Electronic Literature clicks in Providence

Archive panel at ELO/AI
State of the Archive panel at ELO/AI

Scores of practitioners and theorists of electronic text assembled at Brown University this weekend for the fourth annual conference of the Electronic Literature Organization (ELO). The conference, whose theme was "Archive and Innovate" was a four-day round of papers, installations, readings, and a Saturday night banquet celebrating the contributions of Rhode Island's own star of American letters, Robert Coover.

During the conference, ELO announced the release of their new electronic literature directory, in keeping with one of the main themes, the problem of archiving electronic texts.

One highlight was a panel on archiving featuring Deena Larsen, Stephanie Strickland, Will Hansen, and Marjorie Luesebrink, talking about the challenges of determining just what constitutes an archive for a digital fiction, and the very real issues with operating systems and software changing out from under efforts at preservation. Respondant Elli Mylonas of Brown showed a very promising start, the Brown Digital Repository, and Hansen talked about efforts underway at the Maryland Institute for Technology in the Humanities.

I missed the panel by Jessica Pressman, Mark Marino, and Jeremy Douglass which comprised three approaches to reading a digital text, but had a chance to talk with them later. Jeremy's use of ImageJ, a tool for manipulating 3D medical images like CAT scans and MRIs, as a way of slicing a time-based image stream was just mind-bendingly innovative. Imagine taking a feature film and treating the entire two hours of frames as a three-d object, then taking slices through it. Amazing.

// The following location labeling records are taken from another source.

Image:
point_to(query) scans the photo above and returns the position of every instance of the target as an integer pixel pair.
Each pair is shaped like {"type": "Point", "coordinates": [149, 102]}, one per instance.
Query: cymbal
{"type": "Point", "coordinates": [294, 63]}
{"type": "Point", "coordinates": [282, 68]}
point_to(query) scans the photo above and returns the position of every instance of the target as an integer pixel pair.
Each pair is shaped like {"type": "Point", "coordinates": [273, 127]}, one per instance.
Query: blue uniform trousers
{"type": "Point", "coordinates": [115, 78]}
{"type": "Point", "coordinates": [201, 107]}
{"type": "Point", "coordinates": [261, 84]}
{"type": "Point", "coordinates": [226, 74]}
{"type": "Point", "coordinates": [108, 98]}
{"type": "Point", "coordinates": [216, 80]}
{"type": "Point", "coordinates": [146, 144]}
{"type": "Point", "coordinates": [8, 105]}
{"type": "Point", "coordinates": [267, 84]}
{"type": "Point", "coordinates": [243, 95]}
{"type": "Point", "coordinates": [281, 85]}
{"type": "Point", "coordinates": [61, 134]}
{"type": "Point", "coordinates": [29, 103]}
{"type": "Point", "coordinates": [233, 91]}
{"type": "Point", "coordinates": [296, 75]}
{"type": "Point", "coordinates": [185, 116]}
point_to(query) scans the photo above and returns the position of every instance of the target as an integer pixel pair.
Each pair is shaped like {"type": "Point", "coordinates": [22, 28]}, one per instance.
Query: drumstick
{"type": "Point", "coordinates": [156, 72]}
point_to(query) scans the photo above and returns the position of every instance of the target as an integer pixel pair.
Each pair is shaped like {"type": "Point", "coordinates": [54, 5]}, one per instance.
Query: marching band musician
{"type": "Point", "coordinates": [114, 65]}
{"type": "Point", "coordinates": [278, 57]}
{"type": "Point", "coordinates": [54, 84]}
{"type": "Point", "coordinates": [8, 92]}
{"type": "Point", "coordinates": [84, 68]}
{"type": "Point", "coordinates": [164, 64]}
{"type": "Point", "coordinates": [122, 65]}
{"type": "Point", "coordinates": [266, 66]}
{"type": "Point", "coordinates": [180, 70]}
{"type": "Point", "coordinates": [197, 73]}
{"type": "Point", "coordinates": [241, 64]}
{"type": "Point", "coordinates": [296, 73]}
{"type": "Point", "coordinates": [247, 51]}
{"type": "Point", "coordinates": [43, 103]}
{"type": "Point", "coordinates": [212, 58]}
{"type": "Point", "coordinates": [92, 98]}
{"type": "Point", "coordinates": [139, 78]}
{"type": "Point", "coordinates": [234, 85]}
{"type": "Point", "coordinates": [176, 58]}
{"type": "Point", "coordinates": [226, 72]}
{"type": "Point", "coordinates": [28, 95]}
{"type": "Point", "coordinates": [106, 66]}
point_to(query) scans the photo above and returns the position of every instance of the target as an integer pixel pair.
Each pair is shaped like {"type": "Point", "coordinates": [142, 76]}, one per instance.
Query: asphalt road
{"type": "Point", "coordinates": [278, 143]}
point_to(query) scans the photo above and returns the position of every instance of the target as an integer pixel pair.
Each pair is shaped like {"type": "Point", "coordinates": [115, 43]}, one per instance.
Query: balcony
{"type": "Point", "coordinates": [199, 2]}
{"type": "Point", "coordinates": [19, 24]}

Okay, to be truthful, the real highlight for me was the "unconference" area that Denna Larsen had set up outside the main presentation room. People could just hang out there and talk in between — and, okay, sometimes during — the official panels, and it was an amazing primordial soup of people just dropping in: gearheads, poets, filmmakers, and literary theorists, all in the mix. Got a chance to see folks that I haven't since the digital lit conference I went to, which we all realized was about ten years ago.